Le niveau de réflexion et d'analyse est très haut et j’apprécie beaucoup. Mon intervention va être longue !
Cet article fait un constat, amer et regrettable: malgré ses richesses énergétique, le continent n'arrive pas à éclairer ses habitants...du moins ceux qui ne peuvent pas s'acheter un groupe électrogène n(autant dire la majorité d'entre nous).
Je suis d'accord avec la conclusion : "Développer un pays ou un continent ne pourra se faire sans lui donner un accès à une électrification de qualité et accessible à tous".
1) Et c'est bien ça l'un des problèmes majeurs de l'Afrique en ce moment. Développer des richesses inclusives, qui profite à tous. On loue les PIB positifs de beaucoup de pays africains, qui font pâlir de jalousie les futures-anciennes-mais-toujours-actuelles puissances occidentales. Mais ces richesses là profitent-elle aux populations des zones rurales? profitent-elles à la majorité des citoyens qui vivent encore avec - d'1$ par jour? NON je ne pense pas. Seule une minorité en tire les avantages.

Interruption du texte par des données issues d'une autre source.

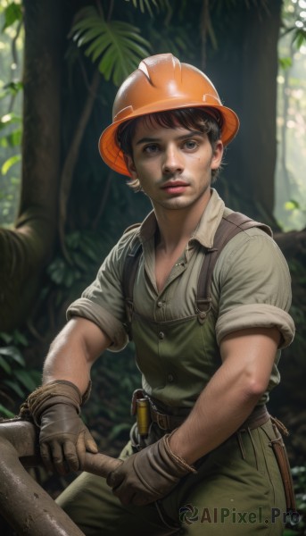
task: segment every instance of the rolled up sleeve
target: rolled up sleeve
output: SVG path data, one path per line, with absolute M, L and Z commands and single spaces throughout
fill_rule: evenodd
M 126 308 L 122 272 L 132 233 L 123 235 L 100 267 L 95 280 L 67 309 L 67 319 L 81 316 L 94 322 L 112 340 L 111 351 L 120 351 L 128 338 L 125 329 Z
M 294 336 L 289 314 L 291 278 L 277 245 L 260 230 L 237 235 L 230 251 L 221 253 L 216 266 L 215 289 L 219 293 L 216 323 L 218 344 L 234 331 L 247 328 L 276 327 L 279 348 Z

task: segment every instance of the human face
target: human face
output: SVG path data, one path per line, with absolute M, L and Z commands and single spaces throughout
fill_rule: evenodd
M 214 150 L 207 134 L 180 126 L 161 127 L 140 121 L 132 140 L 133 157 L 126 156 L 132 179 L 155 209 L 203 209 L 210 198 L 211 170 L 223 154 L 222 142 Z

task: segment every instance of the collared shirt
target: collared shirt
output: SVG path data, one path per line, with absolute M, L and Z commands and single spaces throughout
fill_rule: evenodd
M 172 268 L 162 290 L 155 281 L 154 213 L 140 227 L 128 230 L 103 263 L 95 281 L 73 302 L 68 318 L 84 316 L 95 322 L 112 339 L 110 350 L 120 351 L 128 342 L 122 273 L 126 255 L 135 239 L 143 247 L 134 288 L 137 313 L 163 322 L 194 314 L 199 272 L 204 250 L 211 247 L 225 207 L 216 190 L 186 247 Z M 282 335 L 280 348 L 293 339 L 294 325 L 288 310 L 291 280 L 286 262 L 274 240 L 257 228 L 232 239 L 221 252 L 211 281 L 212 306 L 217 314 L 218 344 L 230 332 L 250 327 L 276 326 Z

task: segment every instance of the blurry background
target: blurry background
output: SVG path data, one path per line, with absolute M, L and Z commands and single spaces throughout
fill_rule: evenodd
M 270 412 L 291 431 L 305 508 L 306 1 L 0 0 L 0 415 L 18 413 L 39 384 L 67 306 L 150 210 L 103 164 L 97 141 L 126 76 L 143 57 L 172 52 L 237 113 L 216 188 L 273 228 L 290 265 L 297 335 Z M 132 345 L 106 352 L 93 383 L 85 418 L 100 449 L 116 456 L 139 385 Z M 37 477 L 54 494 L 65 485 Z M 304 534 L 305 525 L 290 530 Z

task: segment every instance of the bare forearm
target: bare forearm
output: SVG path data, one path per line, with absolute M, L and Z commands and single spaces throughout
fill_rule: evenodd
M 200 395 L 188 419 L 170 440 L 176 454 L 187 464 L 216 448 L 247 418 L 259 396 L 247 392 L 242 378 L 221 367 Z
M 44 364 L 43 382 L 67 380 L 84 393 L 93 363 L 110 343 L 93 322 L 85 319 L 70 321 L 50 347 Z
M 193 464 L 239 428 L 268 386 L 277 342 L 273 330 L 225 341 L 222 365 L 171 437 L 176 454 Z

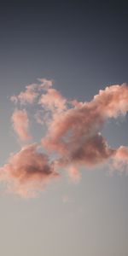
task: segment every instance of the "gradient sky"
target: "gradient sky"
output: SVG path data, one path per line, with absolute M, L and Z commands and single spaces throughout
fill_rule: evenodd
M 1 4 L 1 166 L 20 149 L 11 128 L 10 96 L 38 78 L 54 79 L 66 98 L 79 102 L 128 83 L 127 28 L 125 1 Z M 36 127 L 38 141 L 42 126 Z M 108 121 L 102 134 L 111 147 L 127 146 L 127 129 L 126 115 Z M 83 168 L 76 184 L 64 173 L 34 199 L 7 194 L 1 184 L 1 254 L 127 256 L 128 177 L 119 173 L 110 175 L 108 166 Z

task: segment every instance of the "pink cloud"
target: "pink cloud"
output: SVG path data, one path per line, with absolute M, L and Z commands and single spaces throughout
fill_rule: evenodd
M 20 141 L 28 141 L 32 138 L 29 133 L 29 119 L 25 109 L 15 109 L 12 115 L 12 122 L 15 131 Z
M 39 104 L 52 112 L 61 112 L 65 110 L 67 100 L 61 95 L 59 91 L 53 88 L 47 90 L 46 94 L 42 94 L 39 99 Z
M 61 164 L 102 164 L 113 157 L 115 149 L 108 147 L 99 131 L 108 118 L 117 118 L 127 111 L 128 87 L 107 87 L 90 102 L 75 104 L 54 116 L 42 144 L 49 151 L 60 154 Z
M 100 90 L 90 102 L 79 102 L 78 100 L 68 101 L 52 85 L 51 80 L 38 79 L 38 84 L 26 86 L 24 92 L 12 99 L 21 104 L 35 104 L 32 108 L 36 110 L 33 116 L 38 123 L 45 124 L 47 129 L 41 145 L 49 152 L 52 164 L 49 163 L 45 154 L 40 155 L 37 152 L 37 147 L 27 146 L 11 156 L 2 168 L 4 180 L 7 177 L 15 183 L 15 189 L 19 194 L 27 195 L 29 190 L 42 189 L 42 184 L 56 177 L 55 169 L 58 172 L 61 168 L 67 169 L 73 182 L 80 179 L 80 166 L 92 168 L 109 162 L 114 169 L 127 171 L 127 148 L 111 148 L 101 131 L 108 119 L 117 119 L 127 113 L 128 86 L 125 84 L 112 85 Z M 25 109 L 15 110 L 12 121 L 20 140 L 31 138 Z M 49 170 L 49 175 L 46 166 Z
M 36 84 L 27 85 L 26 86 L 25 91 L 21 91 L 18 96 L 11 96 L 10 100 L 15 103 L 20 102 L 22 105 L 26 105 L 26 103 L 32 104 L 38 95 L 38 93 L 35 91 L 36 89 Z
M 26 146 L 11 154 L 9 161 L 0 169 L 0 180 L 8 189 L 23 197 L 33 197 L 44 189 L 52 178 L 59 177 L 48 156 L 38 152 L 38 146 Z

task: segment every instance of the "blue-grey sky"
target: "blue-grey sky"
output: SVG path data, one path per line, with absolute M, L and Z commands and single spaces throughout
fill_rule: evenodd
M 64 97 L 79 102 L 128 83 L 127 27 L 125 1 L 1 3 L 1 166 L 20 149 L 9 97 L 38 78 L 53 79 Z M 32 130 L 39 141 L 43 128 L 37 126 Z M 127 128 L 126 115 L 108 120 L 102 134 L 112 148 L 127 146 Z M 66 172 L 34 199 L 5 193 L 1 184 L 1 254 L 127 256 L 128 177 L 109 171 L 107 165 L 83 167 L 78 183 Z

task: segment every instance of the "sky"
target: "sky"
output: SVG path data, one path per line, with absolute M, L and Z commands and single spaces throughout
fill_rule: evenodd
M 127 256 L 126 1 L 0 8 L 0 253 Z

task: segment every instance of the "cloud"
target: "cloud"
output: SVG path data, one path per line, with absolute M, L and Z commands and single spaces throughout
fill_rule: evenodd
M 29 130 L 29 119 L 25 109 L 15 109 L 12 115 L 13 128 L 20 141 L 28 141 L 32 138 Z
M 11 154 L 0 169 L 0 180 L 8 184 L 9 191 L 23 197 L 33 197 L 43 190 L 52 178 L 59 177 L 48 156 L 38 152 L 38 146 L 31 144 Z
M 32 104 L 38 96 L 38 92 L 41 90 L 48 90 L 52 86 L 53 82 L 45 79 L 38 79 L 39 84 L 31 84 L 26 86 L 26 90 L 21 91 L 19 95 L 10 97 L 10 100 L 17 104 L 20 102 L 21 105 Z
M 31 195 L 29 191 L 42 189 L 42 184 L 58 176 L 55 170 L 59 172 L 67 169 L 73 182 L 80 180 L 81 166 L 95 168 L 108 162 L 115 170 L 127 171 L 128 148 L 110 148 L 101 132 L 108 119 L 126 114 L 128 86 L 108 86 L 89 102 L 69 101 L 52 86 L 52 80 L 41 79 L 11 99 L 17 108 L 20 104 L 12 116 L 20 140 L 31 138 L 27 116 L 30 106 L 36 121 L 45 125 L 46 134 L 40 141 L 49 160 L 46 154 L 38 153 L 37 146 L 26 145 L 2 167 L 1 177 L 15 183 L 19 194 Z
M 107 87 L 90 102 L 75 103 L 74 108 L 53 116 L 42 144 L 49 151 L 59 153 L 63 165 L 102 164 L 113 157 L 116 149 L 108 147 L 100 131 L 108 119 L 125 115 L 127 111 L 128 87 L 125 84 Z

Pour ce qui est de l'électrification et du recours aux énergies renouvelables, je pense qu'il faut se dire la vérité: l'Afrique ne sera pas électrifiée (donc ne se développera pas) à coup d'aides publiques, de projets de start-up, d'ONG ou d'associations. Je ne rejette pas l'importance de ces projets mais leur impact. Celui-ci reste local au meilleur des cas régional. Et n'oublions pas les détournements dont sont victimes les fonds alloués à des projets de cette envergure.

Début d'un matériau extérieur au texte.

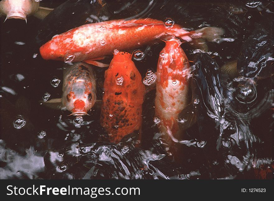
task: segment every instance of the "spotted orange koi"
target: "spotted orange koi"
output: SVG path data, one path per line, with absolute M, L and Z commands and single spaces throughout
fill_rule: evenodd
M 116 143 L 139 131 L 142 124 L 145 87 L 131 57 L 125 52 L 114 54 L 105 74 L 100 121 L 110 141 Z

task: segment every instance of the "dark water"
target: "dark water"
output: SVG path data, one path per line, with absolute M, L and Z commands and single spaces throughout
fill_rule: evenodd
M 16 19 L 3 23 L 5 17 L 1 18 L 1 178 L 272 179 L 272 1 L 107 1 L 102 9 L 96 1 L 56 1 L 41 2 L 56 8 L 43 20 L 29 16 L 27 24 Z M 154 121 L 155 90 L 144 99 L 137 144 L 134 135 L 118 145 L 107 142 L 99 108 L 76 117 L 39 103 L 47 96 L 48 100 L 61 97 L 64 65 L 43 60 L 41 45 L 85 24 L 147 17 L 170 18 L 189 30 L 217 26 L 225 30 L 222 38 L 207 43 L 206 53 L 187 43 L 181 46 L 194 62 L 192 96 L 199 100 L 194 109 L 197 123 L 187 130 L 184 139 L 206 143 L 202 148 L 202 144 L 177 145 L 179 157 L 175 158 Z M 134 62 L 143 78 L 148 69 L 156 71 L 164 45 L 141 48 L 144 58 Z M 218 66 L 236 60 L 238 74 L 233 80 Z M 251 67 L 251 61 L 258 67 Z M 97 99 L 102 99 L 106 69 L 95 69 Z M 247 95 L 241 94 L 248 89 Z M 263 178 L 262 171 L 266 173 Z

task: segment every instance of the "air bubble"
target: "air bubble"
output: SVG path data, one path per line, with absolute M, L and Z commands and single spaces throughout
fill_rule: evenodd
M 124 82 L 124 78 L 122 76 L 117 76 L 116 77 L 116 84 L 119 85 L 121 85 Z
M 116 55 L 119 53 L 119 51 L 118 49 L 115 49 L 114 50 L 113 50 L 113 54 L 115 55 Z
M 198 98 L 195 98 L 193 100 L 193 103 L 195 105 L 197 105 L 200 102 L 200 100 Z
M 185 119 L 183 118 L 182 119 L 181 119 L 181 118 L 179 118 L 178 119 L 176 119 L 177 120 L 177 121 L 179 123 L 184 123 L 187 122 L 187 119 Z
M 75 58 L 75 55 L 68 55 L 65 57 L 64 62 L 66 64 L 72 62 L 74 58 Z
M 100 40 L 100 45 L 104 46 L 105 45 L 106 45 L 106 41 L 102 39 Z
M 50 94 L 48 92 L 46 92 L 42 96 L 42 100 L 44 102 L 47 101 L 50 97 Z
M 32 55 L 32 58 L 34 59 L 35 59 L 36 57 L 37 57 L 37 56 L 38 55 L 38 54 L 37 53 L 35 53 Z
M 206 141 L 205 140 L 201 140 L 197 142 L 196 144 L 199 148 L 203 148 L 206 144 Z
M 43 138 L 47 135 L 47 133 L 45 131 L 42 130 L 39 132 L 39 135 L 38 136 L 38 138 L 39 139 L 42 139 Z
M 26 126 L 27 121 L 21 115 L 18 115 L 13 120 L 12 124 L 13 127 L 16 129 L 20 129 Z
M 68 164 L 64 163 L 59 166 L 58 169 L 60 172 L 63 172 L 68 169 Z
M 126 153 L 129 151 L 130 147 L 127 145 L 125 145 L 122 149 L 121 149 L 121 151 L 122 151 L 124 153 Z
M 259 1 L 249 1 L 245 4 L 245 5 L 249 8 L 256 8 L 262 4 L 262 2 Z
M 59 86 L 61 82 L 61 80 L 60 79 L 56 76 L 54 76 L 50 80 L 50 84 L 53 87 L 55 88 Z
M 100 31 L 104 31 L 106 30 L 106 27 L 104 26 L 101 26 L 100 27 L 99 27 L 99 29 Z
M 133 59 L 136 61 L 140 61 L 144 58 L 145 54 L 141 50 L 136 50 L 133 52 Z
M 161 120 L 158 117 L 154 117 L 153 119 L 153 122 L 156 124 L 158 124 L 161 121 Z
M 159 55 L 159 57 L 163 57 L 165 56 L 165 53 L 163 52 L 161 52 Z
M 174 20 L 171 18 L 167 18 L 165 20 L 165 25 L 167 26 L 172 26 L 174 23 Z
M 144 84 L 149 86 L 155 83 L 157 79 L 156 74 L 149 69 L 147 71 L 145 76 L 143 79 L 143 83 Z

2) Autre point la formation et le renforcement des compétences locales. Il ne suffit pas d'avoir du soleil pour en faire de l'énergie solaire. Il faut une technique, une technologie et aussi un savoir-faire pointus pour tout cela. Aujourd'hui très peu (à mon goût) d'ingénieurs sont formés dans nos pôles d'enseignement. Je le sais parce que je travaille dans le développement durable ( j'interviens beaucoup sur l'économie verte, l' écoconception, les énergies renouvelables).
Les entreprises étrangères (et pour beaucoup chinoises) détiennent le monopole des projets d'énergies renouvelables en Afrique. Employant leurs ingénieurs à des postes de responsables et maintenant les africains aux postes d'ouvriers. Dans beaucoup de pays, quand des infrastructures solaires tombent en panne , elle sont laissées à l'abandon par manque de compétences locales pour les réparer...ou on fait appel aux entreprises chinoises: ce qui coûtent très cher!!!

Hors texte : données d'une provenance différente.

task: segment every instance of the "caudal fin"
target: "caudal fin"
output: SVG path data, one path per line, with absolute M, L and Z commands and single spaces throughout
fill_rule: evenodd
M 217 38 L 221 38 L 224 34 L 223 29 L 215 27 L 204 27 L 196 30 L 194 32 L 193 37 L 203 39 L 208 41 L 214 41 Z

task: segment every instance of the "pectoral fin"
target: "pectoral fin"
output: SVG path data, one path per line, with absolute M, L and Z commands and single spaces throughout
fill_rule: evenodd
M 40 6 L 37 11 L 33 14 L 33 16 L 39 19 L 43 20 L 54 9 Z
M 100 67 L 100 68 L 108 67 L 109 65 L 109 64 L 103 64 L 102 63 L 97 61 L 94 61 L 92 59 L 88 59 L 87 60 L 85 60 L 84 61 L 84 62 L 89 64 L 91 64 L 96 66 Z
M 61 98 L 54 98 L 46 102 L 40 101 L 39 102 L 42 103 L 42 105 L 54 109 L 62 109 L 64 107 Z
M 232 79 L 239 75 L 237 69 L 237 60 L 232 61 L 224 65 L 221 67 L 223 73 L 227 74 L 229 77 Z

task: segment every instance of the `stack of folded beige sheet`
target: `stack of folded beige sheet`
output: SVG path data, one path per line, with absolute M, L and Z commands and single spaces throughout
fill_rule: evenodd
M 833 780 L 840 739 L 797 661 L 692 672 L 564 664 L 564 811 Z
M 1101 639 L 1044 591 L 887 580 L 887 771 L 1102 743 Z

Très peu de stages et expériences professionnelles pendant le cursus universitaires pour ses jeunes.
Aucune éducation au développement durable dans nos écoles pour susciter l’intérêt pour ces métiers d'avenir dont ont besoin nos pays pour se développer. Nous avons encore beaucoup à faire
En tout cas, bravo je m'abonne au blog ;)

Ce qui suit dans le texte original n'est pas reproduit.